Romanı yazma sürecinde babaannem yaşamıyordu. Ben doğmadan önce onu kaybetmişiz. Bir sürü kaynaktan faydalandım, kitap okudum. Babamın, dedemin sağken, diğer aile büyüklerinin bana anlattıkları aile öyküleri hakkında birçok araştırma yaptım, ailemin Kafkasya’daki izlerini bulmaya çalıştım. Ne yazık ki halalarım dışında halen yaşayan, bu konuda bilgileri olan pek çok kimse de hayatta değil artık. Hayatta olanlar da, bildiklerini hatırladıkları kadarıyla bana anlatmaya çalıştılar. Birçok insanın kayıt altına alınmış sağlıklı bir biyografisi de yok. Romanı yazmak için bulmaca çözer gibi anlatılanları bir araya getirerek, bilgileri birbirleriyle kontrol ederek yazmayı sürdürdüm. Yazarken acı çektim, öğrendiklerimden büyük üzüntü duydum. Bunları olabildiğince herkese anlatmayı da çok istedim. Ailemin ve sürgün edilenlerin hayatlarını köklerinden koparılmış asırlık ağaçlara benzettim ve anlatacaklarım bitmedi… Bu roman tüm Kafkasyalı sürgünlere adanmıştır.

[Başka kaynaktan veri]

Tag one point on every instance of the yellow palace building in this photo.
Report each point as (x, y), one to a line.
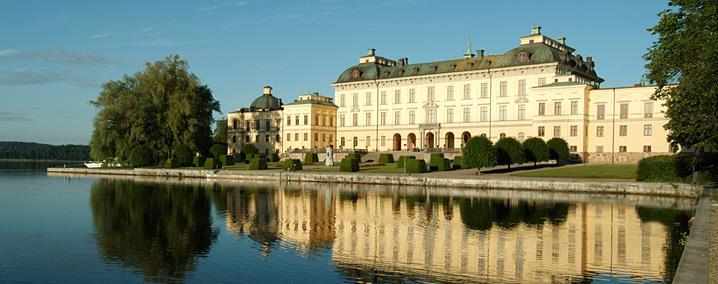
(542, 88)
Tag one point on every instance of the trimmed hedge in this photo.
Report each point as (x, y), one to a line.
(658, 168)
(172, 163)
(310, 158)
(386, 158)
(349, 165)
(415, 166)
(211, 164)
(258, 164)
(292, 165)
(402, 160)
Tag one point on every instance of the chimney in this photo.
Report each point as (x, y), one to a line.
(536, 30)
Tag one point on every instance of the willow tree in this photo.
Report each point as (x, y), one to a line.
(162, 106)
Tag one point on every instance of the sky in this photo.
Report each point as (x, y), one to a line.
(55, 55)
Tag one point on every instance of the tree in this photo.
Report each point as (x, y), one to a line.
(478, 153)
(161, 106)
(509, 151)
(535, 150)
(558, 149)
(686, 54)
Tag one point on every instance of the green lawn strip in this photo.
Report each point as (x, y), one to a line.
(621, 171)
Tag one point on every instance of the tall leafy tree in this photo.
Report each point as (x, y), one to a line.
(685, 54)
(160, 107)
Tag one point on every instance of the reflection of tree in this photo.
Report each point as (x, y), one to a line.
(481, 214)
(159, 229)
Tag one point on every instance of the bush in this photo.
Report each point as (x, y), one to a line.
(211, 164)
(292, 165)
(218, 150)
(478, 153)
(226, 160)
(403, 159)
(386, 158)
(171, 163)
(535, 150)
(310, 158)
(141, 157)
(349, 165)
(658, 168)
(509, 151)
(183, 154)
(558, 149)
(198, 162)
(258, 163)
(457, 162)
(415, 166)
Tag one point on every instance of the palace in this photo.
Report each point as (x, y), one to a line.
(542, 88)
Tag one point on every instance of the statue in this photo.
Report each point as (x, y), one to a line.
(329, 161)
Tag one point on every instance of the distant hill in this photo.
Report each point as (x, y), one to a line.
(37, 151)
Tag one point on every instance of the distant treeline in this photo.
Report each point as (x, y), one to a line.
(37, 151)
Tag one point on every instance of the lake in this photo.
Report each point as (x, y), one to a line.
(60, 228)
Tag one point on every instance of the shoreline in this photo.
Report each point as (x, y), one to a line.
(477, 182)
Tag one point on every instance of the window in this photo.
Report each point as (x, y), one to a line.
(522, 87)
(574, 107)
(449, 93)
(648, 109)
(557, 108)
(624, 111)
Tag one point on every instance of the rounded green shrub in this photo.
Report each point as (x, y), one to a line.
(258, 163)
(415, 166)
(349, 165)
(386, 158)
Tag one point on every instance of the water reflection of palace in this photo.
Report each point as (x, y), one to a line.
(450, 239)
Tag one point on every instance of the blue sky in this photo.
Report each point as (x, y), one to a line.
(54, 55)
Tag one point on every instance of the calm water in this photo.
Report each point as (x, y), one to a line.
(86, 229)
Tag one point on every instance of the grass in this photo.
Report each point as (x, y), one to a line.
(598, 171)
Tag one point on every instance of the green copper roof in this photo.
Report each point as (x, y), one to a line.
(536, 53)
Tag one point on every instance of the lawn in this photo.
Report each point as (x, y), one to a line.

Bu romandan sonra ikinci bir kitap olarak devamı var ve üçüncü romanım da Ubıhlar hakkında olacak.

-Başarılı bir ressam olduğunu biliyorum. Eserlerinin birçok özel koleksiyonda, müzelerde ve Sırbistan Modern Sanat Müzesi’nde bulunduğunu da… Ulusal ve uluslararası birçok ödülün de sahibisin. Biraz da resimlerinden bahsedebilir miyiz?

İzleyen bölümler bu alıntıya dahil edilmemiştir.